Two months ago, a terrible incident happened where long story short, I almost died. I was terrified, I couldn't even move out of my bed. I was afraid I'd piss myself in public so I avoided going outside at all costs. I'd stay wrapped in my blanket facing a wall all day. That went on for two months because I couldn't stand looking outside. Outside out of my bed, was a terrible world that I couldn't face and one where I would embarass myself terribly. I couldn't stand remembering that traumatizing memory of what happened all those months ago. My mother, fearing that I was just rotting away, transferred me to another school thinking it would help me cope over the situation. I don't think she thought that one through.

The moment I stepped into class, a crippling fear rose up my spine. It made me shrink and feel insignificantly small. I immediately wanted to curl up in my bed and never go outside. The outside world too much for me, my breathing hitched and my chest began to hurt. I never want to see the light of day if it's truly going to be so awful outside in the real world. Its so much better being stuck in my mind all day. Its lonely but it's better than almost dying, that's for sure.

I need to man up, this can't happen anymore. No, I can't continue being such a wimp. I need to learn to fight back, no matter how terrifying it sounds. I picked up my head and began walking. That confidence lasted for roughly three seconds.

I went and sat in the corner desk at the back of the class, away from all these new people, didn't even introduced myself. There was seven minutes before class started so I had time to relax before anything big was going to happen.

As the minutes ticked away, the class started to fill up and I got a few stares, cold stares, mean stares. My body couldn't help itself and it turned cold, my chest was starting to constrict. I was terrified, that these people don't like me already and a cycle of bullying would start all over again. Of course I was overthinking it, but once again I couldn't help myself.

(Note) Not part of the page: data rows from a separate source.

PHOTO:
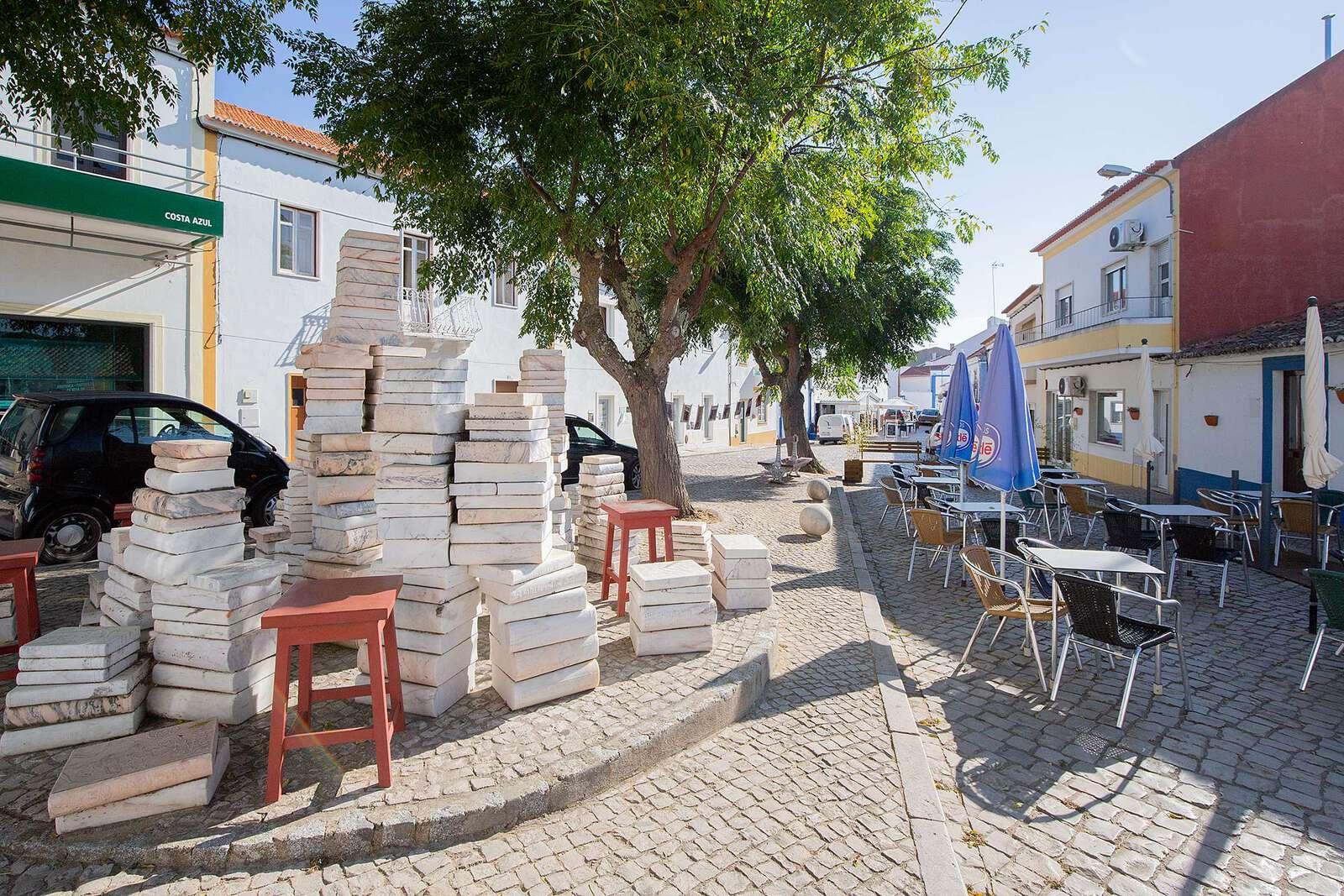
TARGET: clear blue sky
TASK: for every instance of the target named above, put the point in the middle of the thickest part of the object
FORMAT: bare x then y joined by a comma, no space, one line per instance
1126,82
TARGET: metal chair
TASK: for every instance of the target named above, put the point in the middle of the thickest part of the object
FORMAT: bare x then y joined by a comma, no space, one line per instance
934,537
1330,591
1095,622
1211,546
1003,600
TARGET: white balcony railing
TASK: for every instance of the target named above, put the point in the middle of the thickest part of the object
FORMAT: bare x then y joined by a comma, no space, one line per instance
423,315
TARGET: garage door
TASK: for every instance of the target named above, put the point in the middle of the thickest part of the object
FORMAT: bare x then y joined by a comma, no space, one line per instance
42,354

Instead a girl went up to me. My face betrayed me and I felt it go up in surprise. The girl only slightly smiled but it wasn't one where it looked forced, like hey let me get this over with already, it was small but genuine. "Hey there, my name is Akane, and you're?" She stuck out her hand.

"Huh? Uh, me? I'm Yukiteru." She smiled at me, her green eyes shining. I shook her hand hand and let go. She just nodded in response. "No need to be shy Yukiteru. Well, see you around." She chuckled and left, going to her group of friends who just stared at me.

It's okay, they just stare cause I'm new. Their not making fun of me. I mentally scolded myself. Now there was only four minutes until class started and this time a boy approached me. He seemed tall, and had a scowl on his face. My anxiety shot up, making me tense up. This boy wasn't too tall once he reached my seat, but he had a cold stare, one that sent chills up my spine.

"That's my seat." The boy says indifferently. He had his hands in his pocket and I couldn't help but notice he had the palest skin I have ever seen. 

"Oh re-really?" My voice squeaked at the end. I shot up from the seat. The kid seemed mad, though I wasn't so sure, but I sure didn't want to tick him off even more. I mean, to get beat upp one the first day is terrible.